Leucemia tem cura e atualmente, o tratamento possibilita bons resultados para o paciente, sendo as principais opções as seguintes:

  • Transplante de medula óssea;
  • Quimioterapia com Hidroxiureia, Azacitidina, Decitabina, Citarabina, Idarrubicina, Fludarabina;
  • Transfusão de sangue;
  • Radioterapia;

7. Leucemia Bifenotípica – LAB

Embora raro, cerca de 4 a 6% dos pacientes com leucemias agudas podem apresentar este tipo de leucemia. Na leucemia bifenotípica (LAB), os blastos apresentam as duas linhagens: mieloide e linfoide.

Apesar de não se saber a causa, este tipo de leucemia tem cura, mas pode ter início nas células que ainda não se diferenciaram, ou seja, antes de se tornarem células com características mieloide e linfoide. A LAB pode ocorrer durante a recaída de leucemia mielóide aguda ou leucemia linfocítica aguda.

Para reforçar o diagnóstico pode ser preciso realizar uma análise morfológica e citoquímina (mielograma), além da imunofenotipagem, exame que análise de características específicas das células, podendo assim defini-las como sendo da linhagem mieloide e linfoide.

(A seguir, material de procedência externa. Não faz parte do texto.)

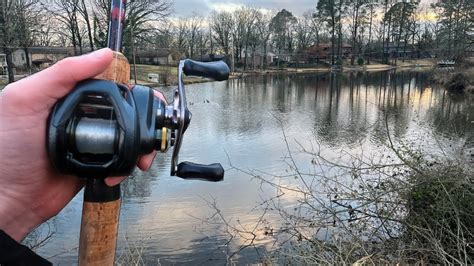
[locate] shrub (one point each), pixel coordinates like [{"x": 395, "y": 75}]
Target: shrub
[{"x": 457, "y": 83}]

Ainda não há nenhum tratamento específico, mas a maioria dos oncologistas adota um protocolo misto, que pode utilizar o tratamento indicado tanto para a leucemia mieloide aguda (LMA), quanto para a leucemia linfoide aguda (LLA). O especialista é quem irá decidir pela melhor opção. O transplante de medula óssea também pode ser opção, dependendo da indicação médica.